Collapse of Decency: Murder Your Daughter — Be the Subject of Rock and Roll Song

by The Center for Bioethics and Culture

By Wesley J. Smith, J.D., Special Consultant to the CBC

What is it with our cultural leaders these days? Jack Kevorkian wanted to engage in human vivisection, he murdered Thomas Youk, and is rewarded with a biopic starring Al Pacino as Kevorkian and receives $50 K a speech. Now, Robert Latimer, who murdered his 12-year-old daughter Traci because she had cerebral palsy, is being lauded by Ozzie Osbourn in a new rock and roll song. From the story:

Tracy Latimer was born with a severe form of cerebral palsy and by age 13, was in constant pain, having up to six seizures a day. Latimer put his daughter in a running car inside a garage where she died of carbon monoxide poisoning.

The “constant pain” excuse was eviscerated, nay obliterated, by Mark Pickup in a very detailed and cited blog post demonstrating the cruelty of Traci’s murder. It’s long and deconstructs the entire episode brilliantly. Please read it since I don’t have space to repost it here. But back to the story:

The 10th track of Osbourne’s solo album entitled Scream, due out June 22, is “Latimer’s Mercy” which describes what Latimer may have felt in putting his daughter to death. The lyrics are poetic yet brutally graphic. “The sun shines on this deadly new mourning/The church bells ring an early warning/Your eyes shine as I turn on the motor/The tears fall as the mercy gets closer.”

This refrain is repeated: “Another day and another full seizure/Another pill, you spiral down deeper/Another cut by a surgical butcher/It’s just a way of prolonging the torture.”

Osbourne was in Toronto Wednesday to preview the new album. During a media conference, he singled out “Latimer’s Mercy” as particularly interesting: “It must be a very difficult thing when you give birth to a child that is so messed up, she doesn’t have any quality of life . . . seeing her go through pain and agony,” he told a reporter from Canwest News Service.

“I don’t know if I could do that to my own child but I’m not in that position,” Osbourne said. The lyrics indicate that Osbourne thinks Latimer felt conflicted as well: “I won’t say I know what I’m doing/I won’t say I’m sorry/I can’t bring you back but I can’t leave you helpless/I’ll make the pain rest in peace.”

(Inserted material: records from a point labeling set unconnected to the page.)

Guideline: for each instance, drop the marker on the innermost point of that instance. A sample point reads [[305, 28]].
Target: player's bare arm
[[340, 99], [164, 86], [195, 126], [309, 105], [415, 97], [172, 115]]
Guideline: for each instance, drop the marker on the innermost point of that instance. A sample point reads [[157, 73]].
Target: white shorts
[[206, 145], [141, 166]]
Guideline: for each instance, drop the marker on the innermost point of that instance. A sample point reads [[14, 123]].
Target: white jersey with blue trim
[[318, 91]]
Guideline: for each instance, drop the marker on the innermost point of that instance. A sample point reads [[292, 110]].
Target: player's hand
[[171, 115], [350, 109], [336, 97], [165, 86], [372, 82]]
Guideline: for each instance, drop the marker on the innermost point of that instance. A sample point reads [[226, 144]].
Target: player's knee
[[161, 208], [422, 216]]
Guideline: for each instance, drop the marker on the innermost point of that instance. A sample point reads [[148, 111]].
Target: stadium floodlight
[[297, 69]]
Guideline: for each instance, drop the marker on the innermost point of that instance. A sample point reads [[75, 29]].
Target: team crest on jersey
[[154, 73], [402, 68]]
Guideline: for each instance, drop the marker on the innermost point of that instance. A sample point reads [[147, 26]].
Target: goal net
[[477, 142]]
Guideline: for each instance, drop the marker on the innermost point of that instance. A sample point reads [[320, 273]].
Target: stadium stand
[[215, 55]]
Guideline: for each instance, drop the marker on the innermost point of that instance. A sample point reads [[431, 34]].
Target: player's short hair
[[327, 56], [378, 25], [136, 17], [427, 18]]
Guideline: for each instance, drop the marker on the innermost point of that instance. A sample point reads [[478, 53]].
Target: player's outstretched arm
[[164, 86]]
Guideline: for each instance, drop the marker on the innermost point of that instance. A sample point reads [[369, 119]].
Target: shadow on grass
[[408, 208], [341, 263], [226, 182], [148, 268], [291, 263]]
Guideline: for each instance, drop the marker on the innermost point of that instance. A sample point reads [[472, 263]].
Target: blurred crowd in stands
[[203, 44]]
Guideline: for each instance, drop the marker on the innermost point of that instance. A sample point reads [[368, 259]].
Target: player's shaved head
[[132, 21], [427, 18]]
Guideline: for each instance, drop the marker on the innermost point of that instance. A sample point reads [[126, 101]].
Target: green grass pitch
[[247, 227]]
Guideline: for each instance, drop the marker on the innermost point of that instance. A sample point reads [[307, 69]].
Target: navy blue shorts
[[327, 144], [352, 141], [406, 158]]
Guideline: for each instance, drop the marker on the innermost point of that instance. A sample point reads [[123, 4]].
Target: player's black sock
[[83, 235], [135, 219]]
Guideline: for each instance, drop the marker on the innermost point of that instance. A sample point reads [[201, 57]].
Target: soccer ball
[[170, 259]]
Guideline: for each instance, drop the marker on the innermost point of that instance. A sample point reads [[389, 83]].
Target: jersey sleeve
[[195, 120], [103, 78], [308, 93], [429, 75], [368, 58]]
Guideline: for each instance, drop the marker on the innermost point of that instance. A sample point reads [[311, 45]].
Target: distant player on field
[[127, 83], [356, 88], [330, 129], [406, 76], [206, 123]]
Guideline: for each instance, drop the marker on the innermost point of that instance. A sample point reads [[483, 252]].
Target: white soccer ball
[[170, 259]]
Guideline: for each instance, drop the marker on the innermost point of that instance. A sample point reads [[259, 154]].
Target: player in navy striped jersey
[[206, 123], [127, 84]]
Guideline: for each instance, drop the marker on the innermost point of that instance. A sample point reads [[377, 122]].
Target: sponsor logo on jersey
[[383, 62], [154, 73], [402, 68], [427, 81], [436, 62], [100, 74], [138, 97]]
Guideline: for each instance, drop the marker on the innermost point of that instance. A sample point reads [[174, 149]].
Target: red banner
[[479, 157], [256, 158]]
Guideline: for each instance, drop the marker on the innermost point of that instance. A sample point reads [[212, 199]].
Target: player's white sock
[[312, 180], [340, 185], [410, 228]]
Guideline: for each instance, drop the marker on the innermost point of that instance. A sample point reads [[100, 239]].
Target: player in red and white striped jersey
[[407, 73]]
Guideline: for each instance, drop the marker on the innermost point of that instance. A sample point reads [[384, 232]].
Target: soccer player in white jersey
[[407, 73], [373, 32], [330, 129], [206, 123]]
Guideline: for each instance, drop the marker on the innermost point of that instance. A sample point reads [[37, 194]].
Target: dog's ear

Osbourne said he agreed Latimer had to go to jail. “To put your child to death is a big decision. I’m not one to go, ‘You’re wrong, you shouldn’t do that,’ or ‘You did the right thing,’” Osbourne said the interview. “I’m in the middle of the road. I question myself, thinking ‘How would I deal with that?’ It’s a very big decision to make.”

The comment about going to jail doesn’t erase the terminal non-judgmentalism or the harm I think is caused to society when we celebrate legal and social outlaws like Kevorkian and Latimer.

P.S. — A mother has been arrested in California for murdering her 5-year old child with cerebral palsy two years ago. The boy starved to death.